Normality of Residuals Say I have a multilinear regression $Y= a1X1+a2X2+a3X3$ ( having more than one variable; not necessarily having 3 independent variables)
We then want the residuals :{$ Y_i-(a1X_{1i}+a2X_{2i}+a3X_{3i} ) $}
to be normally-distributed (with mean =0, as pointed in the answer by Enzo).  Question: If the $Y_i$ are normally-distributed, does
it follow that each of the residuals {$Y-a_1'$}, {$Y-a_2'X_2$}, {$Y-a_3'X_3$} (i.e., we regress Y against each variable separately ) is also normally -distributed?
Also, does this depend on whether :{$ Y_i-(a1X_{1i}+a2X_{2i}+a3X_{3i} ) $} is jointly normal?
Thanks in Advance.
 A: (One step back first) Typically, the assumptions underlying a linear regression model 
$$y_i = x_i^T\beta + e_i,\,\,\, i=1,\dots,n$$
are:


*

*The errors $e_i$ are i.i.d. with Normal distribution with mean zero and variance $\sigma^2$.
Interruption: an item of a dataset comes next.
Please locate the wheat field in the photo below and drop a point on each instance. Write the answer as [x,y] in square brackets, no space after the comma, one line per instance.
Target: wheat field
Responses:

*The covariates are either a sequence of deterministic vectors or they come from a joint distribution such that for large enough $n$ the matrix $X^TX$ is positive definite, where $X$ is the design matrix.
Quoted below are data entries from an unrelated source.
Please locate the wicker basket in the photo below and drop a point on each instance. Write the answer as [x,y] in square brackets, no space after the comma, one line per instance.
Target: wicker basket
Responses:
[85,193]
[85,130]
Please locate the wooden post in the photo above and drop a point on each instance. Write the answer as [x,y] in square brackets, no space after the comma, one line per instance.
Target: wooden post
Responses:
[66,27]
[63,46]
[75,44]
*$x_i \bot e_i$, the covariates and the errors are independent.


Of course, there are all sorts of generalizations of these assumptions (e.g. heteroscedasticity).
Suppose that you remove some covariates and keep $z_i$ covariates, then $y_i-z_i^T\beta_z$ are not necessarily normal since $e_i = y_i-x_i^T\beta \neq y_i-z_i^T\beta_z$, and consequently nothing guarantees the normality of the residuals under the smaller model.
In practice, if you fit a model, and the residuals look normal, this does not imply that under a smaller model the residuals will also look normal. Have a look at the following example in R for instance:
# Simulated data
ns = 1000 # sample size
X = cbind(1,rgamma(ns,5,5),rgamma(ns,5,5,)) # design matrix
e = rnorm(ns,0,0.5) # errors
beta = c(1,2,3) # true regression parameters 
y = X%*%beta + e  # simulating the responses 

# fitting the model
lmr = lm(y~-1+X) 

# residuals
res = lmr$residuals

# histogram and normality test: nicely normal looking
hist(res)
shapiro.test(res)

# Using only two covariates (one of them is the intercept)
Z = X[,1:2]

# Fitting the smaller model
lmrz = lm(y~-1+Z) 

# residuals
resz = lmrz$residuals

# histogram and normality test: not normal looking and failing the test
hist(resz)
shapiro.test(resz)

A: Consider the following case (where $N(\mu,\sigma)$ is a normal distribution, and $I(s)$ is 1 if $s$ is true and 0 if $s$ is false):
$W=N(0,100)$
$X_1=W*I(W>0)$
$X_2=W*I(W<0)$
And suppose we have $Y=X_1+X_2+N(0,1)$. It should be trivial to establish that $Y$ is normally distributed.
If we regress $Y$ on $X_1$ and $X_2$ jointly, what will the resulting models and residuals look like? What about individually?
A: No, because every time you build a model, you must test the normal distribution and the zero mean of the residuals. So, in your case, if you drop a variable of the first model you must re-test the normal distribution of the residuals (and the zero mean of course).